1. 24

An incredibly detailed account of the WebKit’s team’s adaptive locking project (a lock that uses a global concurrent hashtable for parking and unparking threads). The end result is a two-bit lock and across-the-board performance increases.

  1. 10

    The section on barging vs convoying is particularly interesting to me. OpenBSD (user land) spin locks are unfair, which I decided was bad. I replaced them with ticket locks, which enforce fifo behavior. All is better, right? Micro tests certainly showed increased fairness, but larger applications (like, uh, a certain browser) became much slower. Not the desired result. Stupid communists and their fairness, wrong about everything!

    1. 2

      If you’re optimizing for performance, there’s no one-size-fits-all lock implementation to use. That’s why libraries such as Intel’s TBB provide both queuing mutexes and spin locks - as well as reader-writer variations of both. As mentioned in the OP, spinlocks are appropriate when contention is light and critical sections are short. Queueing mutexes work best when contention is moderate to heavy and critical sections are longer.

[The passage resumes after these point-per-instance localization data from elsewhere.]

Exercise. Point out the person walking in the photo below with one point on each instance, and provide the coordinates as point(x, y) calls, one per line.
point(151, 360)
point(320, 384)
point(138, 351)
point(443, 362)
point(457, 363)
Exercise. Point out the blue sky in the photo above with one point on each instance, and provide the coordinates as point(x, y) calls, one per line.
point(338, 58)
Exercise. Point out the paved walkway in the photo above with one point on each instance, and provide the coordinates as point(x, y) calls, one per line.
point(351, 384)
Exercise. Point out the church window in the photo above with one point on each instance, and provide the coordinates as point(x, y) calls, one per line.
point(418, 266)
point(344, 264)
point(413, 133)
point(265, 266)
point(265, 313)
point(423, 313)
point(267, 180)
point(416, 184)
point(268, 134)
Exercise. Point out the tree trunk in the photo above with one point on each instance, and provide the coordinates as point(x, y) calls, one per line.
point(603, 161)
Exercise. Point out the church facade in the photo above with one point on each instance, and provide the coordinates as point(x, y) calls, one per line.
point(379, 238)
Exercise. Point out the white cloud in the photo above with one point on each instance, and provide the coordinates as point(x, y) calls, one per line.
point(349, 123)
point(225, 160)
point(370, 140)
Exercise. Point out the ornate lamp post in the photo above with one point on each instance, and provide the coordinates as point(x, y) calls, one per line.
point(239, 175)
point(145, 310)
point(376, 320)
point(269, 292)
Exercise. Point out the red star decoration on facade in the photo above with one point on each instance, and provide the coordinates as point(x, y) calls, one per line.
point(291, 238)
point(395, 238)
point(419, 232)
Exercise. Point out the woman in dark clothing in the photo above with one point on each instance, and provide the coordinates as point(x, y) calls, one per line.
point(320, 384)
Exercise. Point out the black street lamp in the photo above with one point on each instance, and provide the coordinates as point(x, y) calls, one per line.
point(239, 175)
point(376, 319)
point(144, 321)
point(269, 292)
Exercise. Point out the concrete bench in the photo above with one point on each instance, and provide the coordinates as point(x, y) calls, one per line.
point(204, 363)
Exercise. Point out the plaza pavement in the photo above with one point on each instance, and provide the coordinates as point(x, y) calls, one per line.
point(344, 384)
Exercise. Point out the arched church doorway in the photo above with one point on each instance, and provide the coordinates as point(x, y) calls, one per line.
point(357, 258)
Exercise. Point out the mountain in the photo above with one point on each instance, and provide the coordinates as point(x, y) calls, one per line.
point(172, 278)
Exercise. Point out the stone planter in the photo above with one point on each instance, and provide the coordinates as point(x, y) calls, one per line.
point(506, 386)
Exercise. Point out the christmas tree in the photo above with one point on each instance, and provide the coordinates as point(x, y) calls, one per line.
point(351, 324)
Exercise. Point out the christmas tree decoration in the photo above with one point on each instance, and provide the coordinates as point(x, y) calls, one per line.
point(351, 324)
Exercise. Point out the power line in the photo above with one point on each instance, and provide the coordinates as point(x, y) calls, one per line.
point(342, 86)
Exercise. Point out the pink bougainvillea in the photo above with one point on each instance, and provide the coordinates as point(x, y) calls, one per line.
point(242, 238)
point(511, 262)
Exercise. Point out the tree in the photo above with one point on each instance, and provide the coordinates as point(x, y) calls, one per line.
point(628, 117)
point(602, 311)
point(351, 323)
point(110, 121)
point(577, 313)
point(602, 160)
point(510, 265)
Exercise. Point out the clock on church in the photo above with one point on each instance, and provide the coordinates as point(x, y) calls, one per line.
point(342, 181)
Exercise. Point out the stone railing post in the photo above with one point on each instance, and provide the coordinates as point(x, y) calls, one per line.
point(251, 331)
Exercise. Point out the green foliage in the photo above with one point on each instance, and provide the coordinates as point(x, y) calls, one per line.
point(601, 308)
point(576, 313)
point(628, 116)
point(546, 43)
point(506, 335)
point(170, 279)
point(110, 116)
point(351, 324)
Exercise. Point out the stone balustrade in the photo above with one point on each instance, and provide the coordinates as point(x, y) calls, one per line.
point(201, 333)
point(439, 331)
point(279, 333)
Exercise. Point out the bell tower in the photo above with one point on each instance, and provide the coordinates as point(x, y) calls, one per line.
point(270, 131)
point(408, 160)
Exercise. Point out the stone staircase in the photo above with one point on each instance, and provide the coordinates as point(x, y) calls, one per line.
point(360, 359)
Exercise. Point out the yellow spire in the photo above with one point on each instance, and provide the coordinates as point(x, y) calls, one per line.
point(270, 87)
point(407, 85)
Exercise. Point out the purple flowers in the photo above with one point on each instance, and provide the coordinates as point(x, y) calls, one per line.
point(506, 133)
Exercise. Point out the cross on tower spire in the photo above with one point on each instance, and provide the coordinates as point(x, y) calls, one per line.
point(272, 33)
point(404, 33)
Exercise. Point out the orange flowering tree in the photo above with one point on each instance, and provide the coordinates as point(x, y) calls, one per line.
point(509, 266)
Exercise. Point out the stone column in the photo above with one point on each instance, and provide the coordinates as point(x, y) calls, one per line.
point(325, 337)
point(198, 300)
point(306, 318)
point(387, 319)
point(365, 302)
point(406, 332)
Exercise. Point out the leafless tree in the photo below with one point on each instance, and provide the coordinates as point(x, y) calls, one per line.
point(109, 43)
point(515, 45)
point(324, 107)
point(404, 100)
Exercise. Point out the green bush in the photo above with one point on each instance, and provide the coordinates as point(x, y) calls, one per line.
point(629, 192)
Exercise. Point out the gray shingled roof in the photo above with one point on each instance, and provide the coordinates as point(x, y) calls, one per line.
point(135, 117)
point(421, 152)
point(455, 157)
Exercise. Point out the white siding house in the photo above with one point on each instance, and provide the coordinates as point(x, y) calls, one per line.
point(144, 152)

      On TSX-enabled hardware, it’s also worth trying TBB’s speculative_mutex which attempts to use the XBEGIN and XEND instructions to execute the critical section, falling back to spinning if too many aborts happen. If a lock is mostly uncontended, XBEGIN/XABORT is about 20% faster than the equivalent spinlock acquisition in my experience.

    2. 1

      Looking at the parking lot api, it looks like an emulation of what the kernel does in futexes. I’m curious if/why this is more efficient than simply using futexes directly for waiting (or similar APIs on other systems).

      1. 1

        The futex may be more efficient, but not available on many target platforms. An optional futex backend could be a good refinement after they get the generic version working.

        1. 1

          AFAIK futexes are not implemented in OS X. Shame, as they seem like a really valuable API to have.

          1. 2

            Right. They have psynch_mutex*, though, which I’m currently trying to reverse engineer for a personal thing.

            I’m still trying to sort out the semantics, but it… maybe… looks like it could do similar things. (And if there’s anyone reading who is familiar with how exactly it works, I would buy you many beers for some explanation.)